Ernsthafte Künstlerin oder Eintagsfliege? Die Gewinnerin des Eurovision Song Contest 2010, Lena Meyer-Landrut hat noch einiges vor.

Stuttgart - Um elf Minuten nach Mitternacht am Sonntag, dem 30. Mai 2010, war plötzlich nichts mehr wie zuvor. Im September 2009 war Lena Meyer-Landrut noch eine Abiturientin wie Zigtausende andere junge Frauen in ihrem Alter auch - und nun saß die 19-Jährige aus dem hannoverschen Stadtbezirk Misburg-Anderten in einer norwegischen Riesenhalle und hörte, von der Weltöffentlichkeit begleitet, wie ein paar armenische Fernsehzuschauer gerade einen neuen Abschnitt ihres Lebens einläuteten. "Twelve Points" hagelte es zum Finale des Eurovision Song Contests auch aus Eriwan, kurz darauf fehlten selbst der schlagfertigen Lena die Worte. "Es ist Wahnsinn, so unreal, Herrgott, ich weiß gar nicht, was ich sagen soll, I am completely freaking out", stammelte sie in die Mikrofone.

"Wow, verdammte Axt! Ist das geil! Dankeschönst!" schrieb sie am Tag darauf in das Goldene Gästebuch ihrer Heimatstadt; längst wieder gefasst zwar, aber doch noch immer mit jener reizend-unverstellten Unbekümmertheit, einnehmenden Freundlichkeit, kessen Leutseligkeit und goldigen Knuffigkeit, mit der Lena Meyer-Landrut - es klingt unglaublich abgedroschen, trifft aber ausnahmsweise voll ins Schwarze - zuvor die Herzen im Sturm erobert hat.

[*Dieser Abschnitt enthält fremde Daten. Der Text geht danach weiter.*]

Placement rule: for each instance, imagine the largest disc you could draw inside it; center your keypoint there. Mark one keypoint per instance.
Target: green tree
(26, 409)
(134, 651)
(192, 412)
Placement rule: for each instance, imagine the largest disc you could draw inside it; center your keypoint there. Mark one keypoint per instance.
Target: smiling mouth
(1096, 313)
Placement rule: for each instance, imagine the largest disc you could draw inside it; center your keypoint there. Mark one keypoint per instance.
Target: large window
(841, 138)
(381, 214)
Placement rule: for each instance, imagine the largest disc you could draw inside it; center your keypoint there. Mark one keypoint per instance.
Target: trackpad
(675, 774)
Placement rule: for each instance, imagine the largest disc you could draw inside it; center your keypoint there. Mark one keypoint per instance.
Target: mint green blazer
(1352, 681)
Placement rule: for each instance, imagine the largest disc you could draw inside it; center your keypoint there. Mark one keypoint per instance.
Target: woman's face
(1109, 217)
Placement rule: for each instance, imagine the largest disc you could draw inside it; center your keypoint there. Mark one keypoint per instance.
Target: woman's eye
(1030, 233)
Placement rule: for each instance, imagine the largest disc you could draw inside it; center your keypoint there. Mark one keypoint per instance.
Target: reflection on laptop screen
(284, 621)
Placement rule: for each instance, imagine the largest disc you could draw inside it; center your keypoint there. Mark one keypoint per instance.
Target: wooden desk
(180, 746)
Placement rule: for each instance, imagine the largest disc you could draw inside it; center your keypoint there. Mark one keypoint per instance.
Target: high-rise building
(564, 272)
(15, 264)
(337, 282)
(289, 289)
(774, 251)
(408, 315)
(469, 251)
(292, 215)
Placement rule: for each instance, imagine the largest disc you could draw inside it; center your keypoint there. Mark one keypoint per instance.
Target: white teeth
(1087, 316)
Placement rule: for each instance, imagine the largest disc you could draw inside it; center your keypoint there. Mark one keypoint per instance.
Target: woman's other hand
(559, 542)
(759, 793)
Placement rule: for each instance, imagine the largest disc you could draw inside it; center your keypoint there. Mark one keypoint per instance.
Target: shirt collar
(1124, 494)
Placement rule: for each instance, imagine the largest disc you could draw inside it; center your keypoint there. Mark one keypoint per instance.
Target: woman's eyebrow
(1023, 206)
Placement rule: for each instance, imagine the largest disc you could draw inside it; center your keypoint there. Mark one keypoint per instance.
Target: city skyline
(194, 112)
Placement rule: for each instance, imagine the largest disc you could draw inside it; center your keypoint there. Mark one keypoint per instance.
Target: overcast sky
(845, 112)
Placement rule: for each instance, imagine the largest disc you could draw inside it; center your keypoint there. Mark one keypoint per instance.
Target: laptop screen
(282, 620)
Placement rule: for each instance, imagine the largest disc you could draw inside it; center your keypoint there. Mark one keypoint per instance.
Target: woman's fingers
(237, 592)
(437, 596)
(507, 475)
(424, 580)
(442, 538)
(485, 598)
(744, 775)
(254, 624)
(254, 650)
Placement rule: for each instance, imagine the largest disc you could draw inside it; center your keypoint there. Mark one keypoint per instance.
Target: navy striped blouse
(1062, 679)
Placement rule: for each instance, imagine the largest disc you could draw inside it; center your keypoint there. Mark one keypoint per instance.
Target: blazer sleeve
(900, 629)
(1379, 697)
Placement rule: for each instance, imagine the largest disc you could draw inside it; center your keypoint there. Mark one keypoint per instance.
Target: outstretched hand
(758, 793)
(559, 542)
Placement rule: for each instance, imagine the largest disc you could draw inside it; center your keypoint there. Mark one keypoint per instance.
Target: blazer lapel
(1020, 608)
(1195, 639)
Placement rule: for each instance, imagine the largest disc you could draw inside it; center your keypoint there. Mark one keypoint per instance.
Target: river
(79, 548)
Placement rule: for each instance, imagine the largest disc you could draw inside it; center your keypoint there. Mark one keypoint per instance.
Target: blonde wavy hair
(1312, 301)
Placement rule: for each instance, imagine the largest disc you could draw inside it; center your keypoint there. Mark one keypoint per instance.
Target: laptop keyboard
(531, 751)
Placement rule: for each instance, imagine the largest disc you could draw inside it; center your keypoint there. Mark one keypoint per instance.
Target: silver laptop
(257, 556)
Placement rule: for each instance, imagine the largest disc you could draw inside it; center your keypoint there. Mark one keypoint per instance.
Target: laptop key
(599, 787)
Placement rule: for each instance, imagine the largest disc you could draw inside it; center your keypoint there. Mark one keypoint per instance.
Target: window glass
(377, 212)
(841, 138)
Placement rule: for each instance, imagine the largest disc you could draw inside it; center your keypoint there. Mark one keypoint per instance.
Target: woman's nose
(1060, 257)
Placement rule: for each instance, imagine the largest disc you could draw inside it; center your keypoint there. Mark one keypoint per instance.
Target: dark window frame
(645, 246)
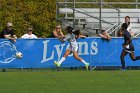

Lena ist ein Symptom unserer Mediengesellschaft


Ist Lena Meyer-Landrut also ein Vorzeigebeispiel neu gewonnenen deutschen Selbstbewusstseins? Das Paradeexempel dafür, dass jeder alles schaffen kann, wenn er nur will? Und dass man mit diesem Willen jede Grenze überwinden kann? Gemach. Sie ist eine sehr attraktive Frau, sie hat einen exzellenten Song auf den Leib geschneidert bekommen, es mangelte ihr nicht an Selbstbewusstsein, es hat alles perfekt gepasst, und sie hat sich mit Chuzpe, aber natürlich auch einem Quäntchen Glück beim Vorentscheid wie auch in Oslo durchgesetzt. Das darf man nicht gering schätzen, aber auch nicht überbewerten. Und als neues deutsches Fräuleinwunder verklären sollte man es erst recht nicht.

Lenas Triumph ist vor allem Symptom unserer Mediengesellschaft und unseres Eventhungers. Vierzigtausend empfingen sie in Hannover, Leute saßen auf einmal am Grand-Prix-Abend vor dem Fernseher, die man in den Vorjahren hätte vor die Mattscheibe prügeln müssen. 14,69 Millionen Zuschauer verfolgten auf der Couch oder beim Public Viewing ihren Sieg, tagelang berichteten alle Medien, vorab und hinterher und längst nicht nur in Deutschland, ihr Titel "Satellite" wurde so oft gedudelt, dass man fast hätte Ohrenmuskelkater bekommen können.

2010 wird ein wegweisendes Jahr


Aber das alles, der kleine Traum vom Glück und der Wunsch nach Teilhabe daran, ist ja nicht schlimm und erst recht nicht zu geißeln. Dass Lena Meyer-Landrut anschließend nicht durch ausnahmslos jede Talkshow getingelt ist, dass es keine Homestorys gab und sie kein einziges Mal auch nur das geringste Aufheben um ihre Person gemacht hat - das ist womöglich das eigentlich Sympathische an ihr. Manch ein Verteidigungsminister könnte sich davon gewiss ein Scheibchen abschneiden.

Ob Lena einmal als ernsthafte Künstlerin oder als Eintagsfliege in die Popgeschichte eingeht, wird sich allerdings weisen - vielleicht schon nach ihrer Tournee im kommenden Frühjahr. Am 28.April tritt sie auch in der Stuttgarter Schleyerhalle auf. Es gibt noch reichlich Tickets.